In "Let's Get Digital," currently showing at the Ohio Arts Council's Riffe Gallery, Penrose and 14 other Ohio artists have teamed up with curator Alexandra Nicholis Coon to display the diverse ways in which artists are incorporating technology into their work today.

"I wanted to call attention to the fact there are varying degrees of technology used in the production of the work. Some resemble traditional media and others are quite obviously produced digitally," said Coon, executive director of the Massillon Museum.

The intricate, hypnotic weavings of Janice Lessman-Moss, for example, may be outwardly traditional, but this is not your great-great-grandmother's handiwork.

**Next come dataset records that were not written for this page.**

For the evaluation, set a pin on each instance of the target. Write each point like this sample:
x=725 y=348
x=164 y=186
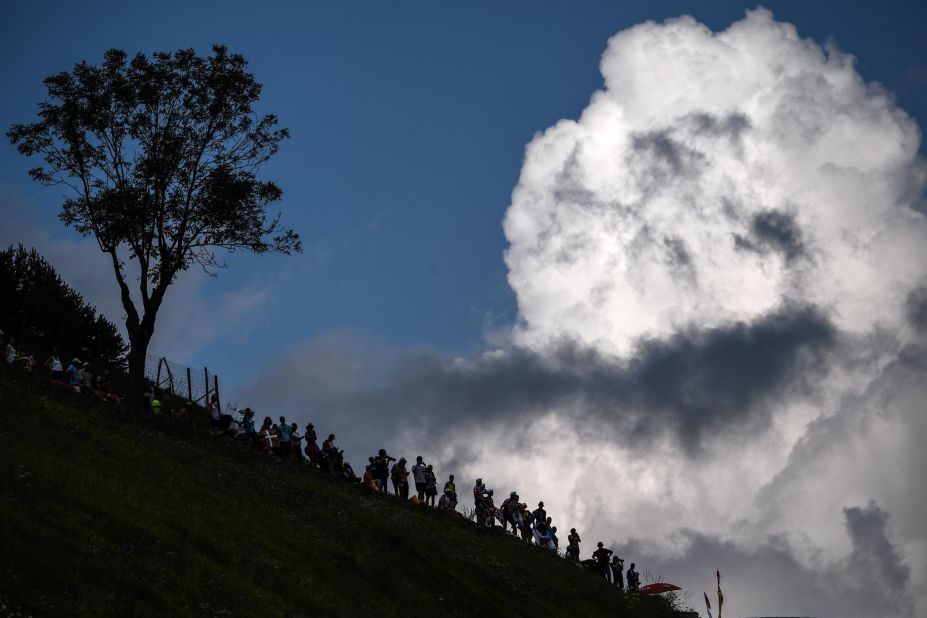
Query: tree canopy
x=161 y=157
x=43 y=312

Lessman-Moss in fact uses Photoshop in the design process and even a computer-driven hand loom to reinterpret the traditional of art form.

For Dan Hernandez, technology serves as the muse.

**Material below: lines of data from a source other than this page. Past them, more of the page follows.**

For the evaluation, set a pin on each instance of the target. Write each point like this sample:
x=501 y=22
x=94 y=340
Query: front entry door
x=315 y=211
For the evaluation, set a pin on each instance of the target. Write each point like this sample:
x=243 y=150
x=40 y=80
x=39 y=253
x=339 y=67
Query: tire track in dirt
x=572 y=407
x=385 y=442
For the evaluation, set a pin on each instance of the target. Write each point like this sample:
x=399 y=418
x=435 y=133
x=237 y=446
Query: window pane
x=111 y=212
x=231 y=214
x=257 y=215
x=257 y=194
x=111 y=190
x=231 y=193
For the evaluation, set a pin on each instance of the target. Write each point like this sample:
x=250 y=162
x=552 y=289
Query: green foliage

His humorous mixed-media works pay homage to both early-Renaissance art and early video games. From afar, "Wall Fragments from Nesega Temple" resembles an Italian Renaissance-era fresco. And as you peer closer: Is that guy wearing a jet-pack?

For others in the show, like Cleveland artist Andrew Reach, digital technology makes their work possible.

Reach was forced to end his much-loved career as an architect because of a debilitating disease called Scheuermann's kyphosis, marked by abnormal curvature of the spine and severe pain. Through digital art, he was able to reconstruct a career and find healing along the way. Reach uses Photoshop to compose stunning, large-format pieces like "A Fisherman's Net Strung by the Constellations."

Meanwhile, Penrose is able to amplify the nearly inaudible sound of yeast cells fermenting in his sound-installation "Resonant Carboy." He captures the sounds using microphones attached to eight glass containers, or carboys, filled with mead made from local honey. The microphones are then connected to a computer running a graphical software program.

"Once the yeast starts gobbling up all the sugar and putting off all this carbon dioxide…you can see some popping happening. That becomes a trigger to the software to generate a tone," said Penrose, a hobby home-brewer.

The result is a digitized chorus of happy chemical reactions, resonating throughout Riffe Gallery.